Surveys suggest partisan self-identification among American voters is declining; however, actual voting behavior indicates the opposite--swing voters have all but vanished, and straight ticket voting is increasingly the norm. Many voters simply prefer to see themselves as "independent" thinkers, while others are unhappy with their political party, sometimes even because they feel the party is not partisan enough. But so long as the Republican Party is beholden to the ultra-conservative white base it has cultivated since Richard Nixon employed his 'Southern Strategy' nearly 50 years ago, most millennials will likely find themselves voting straight ticket, too--for Democrats.

And, as he points out, that ancient Boomer warhorse Hillary Clinton seems to recognize that her political future is tied to these youngsters, and is formulating her political agenda with that in mind. From campaign finance to a pathway to citizenship for DREAMers and their families, to a hike in the minimum wage, her campaign so far has been very conscious of the top level concerns of young people. She may be old, but she isn't stupid either.

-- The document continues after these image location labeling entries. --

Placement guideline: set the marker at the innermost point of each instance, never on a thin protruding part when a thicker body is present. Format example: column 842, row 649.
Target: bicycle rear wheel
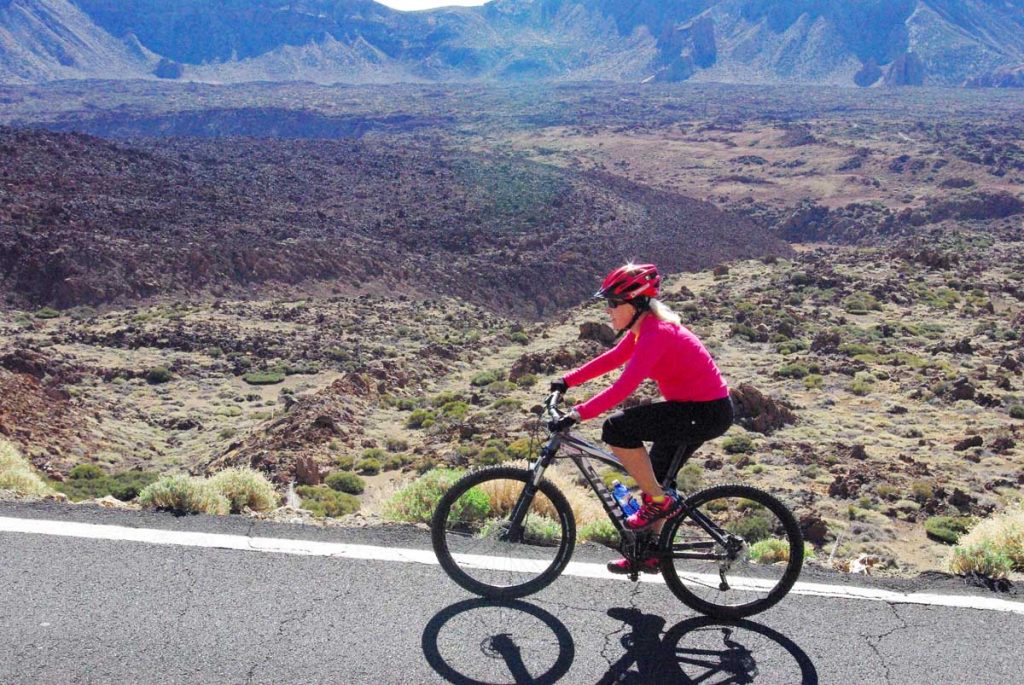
column 751, row 566
column 477, row 547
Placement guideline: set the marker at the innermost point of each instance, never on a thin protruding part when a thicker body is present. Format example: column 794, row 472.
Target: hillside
column 87, row 221
column 867, row 43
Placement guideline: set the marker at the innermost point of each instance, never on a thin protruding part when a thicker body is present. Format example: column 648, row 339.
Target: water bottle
column 625, row 498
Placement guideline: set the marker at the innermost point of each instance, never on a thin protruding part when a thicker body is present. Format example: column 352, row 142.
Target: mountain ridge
column 359, row 41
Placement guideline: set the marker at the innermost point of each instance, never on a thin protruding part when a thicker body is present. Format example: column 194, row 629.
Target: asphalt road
column 80, row 610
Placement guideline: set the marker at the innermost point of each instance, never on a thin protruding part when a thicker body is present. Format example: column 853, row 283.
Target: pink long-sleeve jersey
column 670, row 354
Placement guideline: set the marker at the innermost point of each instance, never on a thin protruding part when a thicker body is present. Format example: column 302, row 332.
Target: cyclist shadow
column 522, row 643
column 705, row 650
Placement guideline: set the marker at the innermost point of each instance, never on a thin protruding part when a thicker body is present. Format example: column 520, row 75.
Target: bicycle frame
column 582, row 450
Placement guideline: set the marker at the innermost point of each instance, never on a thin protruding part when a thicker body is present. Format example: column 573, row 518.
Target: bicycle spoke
column 745, row 565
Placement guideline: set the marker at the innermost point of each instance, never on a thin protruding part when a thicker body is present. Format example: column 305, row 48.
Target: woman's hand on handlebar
column 563, row 422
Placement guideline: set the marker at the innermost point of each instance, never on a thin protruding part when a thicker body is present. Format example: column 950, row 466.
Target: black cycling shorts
column 668, row 425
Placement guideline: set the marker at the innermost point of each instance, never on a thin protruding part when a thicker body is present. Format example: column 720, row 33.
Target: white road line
column 350, row 551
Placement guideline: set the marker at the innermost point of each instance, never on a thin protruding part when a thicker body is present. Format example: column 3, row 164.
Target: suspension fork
column 514, row 533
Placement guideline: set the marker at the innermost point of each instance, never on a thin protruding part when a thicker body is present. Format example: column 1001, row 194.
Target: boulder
column 759, row 413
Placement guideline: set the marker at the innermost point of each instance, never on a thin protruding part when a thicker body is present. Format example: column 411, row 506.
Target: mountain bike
column 505, row 532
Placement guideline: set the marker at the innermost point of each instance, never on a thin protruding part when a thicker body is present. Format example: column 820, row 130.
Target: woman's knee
column 615, row 432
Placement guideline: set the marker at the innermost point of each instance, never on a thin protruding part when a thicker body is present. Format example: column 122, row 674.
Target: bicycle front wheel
column 480, row 549
column 735, row 551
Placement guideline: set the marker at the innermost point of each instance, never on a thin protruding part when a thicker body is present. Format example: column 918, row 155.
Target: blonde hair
column 664, row 312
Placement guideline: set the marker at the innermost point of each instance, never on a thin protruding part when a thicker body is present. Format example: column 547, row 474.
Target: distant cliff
column 864, row 43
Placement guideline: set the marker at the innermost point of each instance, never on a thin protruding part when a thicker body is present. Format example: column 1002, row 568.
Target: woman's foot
column 653, row 509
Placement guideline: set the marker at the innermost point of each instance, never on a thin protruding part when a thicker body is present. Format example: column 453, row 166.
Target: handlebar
column 551, row 405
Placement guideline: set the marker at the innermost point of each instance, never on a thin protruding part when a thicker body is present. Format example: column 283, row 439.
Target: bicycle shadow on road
column 521, row 643
column 705, row 650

Gen-X dreamboats Marco Rubio and Scott Walker, on the other hand, are offering young people a bleak vision of endless war, antiquated social values and economic hardship and they know it. It matters little if that dark picture of the future is offered by a youthful fellow with an ethnic name. It's embarrassing for the Republicans that they don't understand that.

By Heather Digby Parton

Heather Digby Parton, also known as "Digby," is a contributing writer to Salon. She was the winner of the 2014 Hillman Prize for Opinion and Analysis Journalism.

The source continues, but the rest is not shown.